His essay in the August 8, 2010, Chronicle of Higher Education recounts ecology's creation from Darwin's marriage of geology, natural history, and biology and reviews its own scientific progenies: fields such as ecotoxicology, conservation biology, and systems biology.

He also cites examples of ecology's contributions to furthuring the sciences of epidemiology, demography, population biology, population genetics, evolutionary theory, ecosystems science, and others.   

"The scientific discipline of ecology has thus been, in some sense, a key node in an ecology of scientific disciplines," he writes. "From its roots in natural history, it has built partnerships with botany and zoology; with geology and paleontology; with mathematics; and with evolutionary studies, from molecular biology to population genetics and development. It has not ignored physics and engineering along the way, in its need to understand the mechanics of how animals and plants grow and move, or how they capture energy and resist stress—why, for example, trees are shaped the way they are. Ecologists make their living by recognizing the interconnectedness of different parts, and different disciplines."

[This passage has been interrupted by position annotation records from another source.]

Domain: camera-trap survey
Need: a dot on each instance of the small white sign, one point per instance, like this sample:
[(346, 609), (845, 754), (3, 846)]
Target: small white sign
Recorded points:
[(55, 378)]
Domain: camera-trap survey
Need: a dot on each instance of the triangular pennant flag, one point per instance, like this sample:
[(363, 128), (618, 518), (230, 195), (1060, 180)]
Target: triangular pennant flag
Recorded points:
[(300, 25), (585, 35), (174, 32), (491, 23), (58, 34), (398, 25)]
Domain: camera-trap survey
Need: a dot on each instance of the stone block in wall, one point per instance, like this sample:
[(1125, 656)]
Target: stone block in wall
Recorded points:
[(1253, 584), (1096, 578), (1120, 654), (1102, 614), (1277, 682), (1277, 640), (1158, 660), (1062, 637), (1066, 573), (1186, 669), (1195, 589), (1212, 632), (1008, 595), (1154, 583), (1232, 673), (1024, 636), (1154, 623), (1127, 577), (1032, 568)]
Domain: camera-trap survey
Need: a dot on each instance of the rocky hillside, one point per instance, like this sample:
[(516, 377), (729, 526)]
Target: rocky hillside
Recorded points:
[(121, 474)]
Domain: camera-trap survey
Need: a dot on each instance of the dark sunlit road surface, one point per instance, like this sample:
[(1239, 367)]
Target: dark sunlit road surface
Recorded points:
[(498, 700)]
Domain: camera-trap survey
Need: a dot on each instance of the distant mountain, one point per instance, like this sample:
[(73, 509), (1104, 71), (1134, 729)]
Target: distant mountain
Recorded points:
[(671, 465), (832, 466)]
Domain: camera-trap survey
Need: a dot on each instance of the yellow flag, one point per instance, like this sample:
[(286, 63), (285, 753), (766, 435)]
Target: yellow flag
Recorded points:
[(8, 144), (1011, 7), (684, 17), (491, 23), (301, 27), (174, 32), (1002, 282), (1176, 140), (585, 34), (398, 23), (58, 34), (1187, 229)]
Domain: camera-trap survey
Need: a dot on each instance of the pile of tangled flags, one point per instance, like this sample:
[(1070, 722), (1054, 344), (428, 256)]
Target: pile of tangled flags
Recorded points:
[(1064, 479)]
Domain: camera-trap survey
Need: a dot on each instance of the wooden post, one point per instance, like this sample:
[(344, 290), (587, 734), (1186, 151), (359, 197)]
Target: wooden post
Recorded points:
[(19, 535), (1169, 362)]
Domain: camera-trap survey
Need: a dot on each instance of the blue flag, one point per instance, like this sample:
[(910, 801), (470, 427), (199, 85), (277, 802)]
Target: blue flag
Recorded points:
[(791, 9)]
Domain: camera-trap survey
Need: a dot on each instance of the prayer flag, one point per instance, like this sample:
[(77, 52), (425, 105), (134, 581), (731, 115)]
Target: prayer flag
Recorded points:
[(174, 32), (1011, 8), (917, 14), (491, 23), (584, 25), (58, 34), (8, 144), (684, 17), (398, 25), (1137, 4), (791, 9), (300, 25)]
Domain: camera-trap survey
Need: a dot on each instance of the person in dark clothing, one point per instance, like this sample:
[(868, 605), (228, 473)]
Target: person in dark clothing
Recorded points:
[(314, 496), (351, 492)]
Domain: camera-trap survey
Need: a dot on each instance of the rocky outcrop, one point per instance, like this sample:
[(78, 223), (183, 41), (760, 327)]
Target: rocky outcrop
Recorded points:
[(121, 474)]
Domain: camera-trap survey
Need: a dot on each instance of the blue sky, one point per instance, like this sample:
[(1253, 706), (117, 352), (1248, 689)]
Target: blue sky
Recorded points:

He then calls for new links to the social and policy sciences, and to the humanities, including economics. 

"What we must do now, however, is to unify science and the social sciences and humanities further in the service of preserving the earth...Our political leaders have already begun to recognize that in dealing with the world's interconnected financial systems; it applies with at least equal force to our environment. Solutions to the great environmental challenges we face will require deep partnerships between ecologists, economists, and other social scientists."

Protecting the goods and services ecosystems provide, creating institutions and policies that deter cheaters, understanding the interconnectedness of economics and the environment, managing intergenerational and intragenerational equity and resource distribution all will be important challenges for ecology's future, he says.

"Ecology views biological systems as wholes, not as independent parts, while seeking to elucidate how the wholes emerge from and affect the parts. Increasingly, such a holistic perspective, rechristened at places like the Santa Fe Institute as 'the theory of complex adaptive systems,' has informed understanding and improved management of economic and financial systems, social systems, complex materials, and even physiology and medicine. Essentially, that means little more than taking an ecological approach to such systems."

Levin is the Moffett Professor of Biology at Princeton University and editor of The Princeton Guide to Ecology (Princeton University Press, 2009).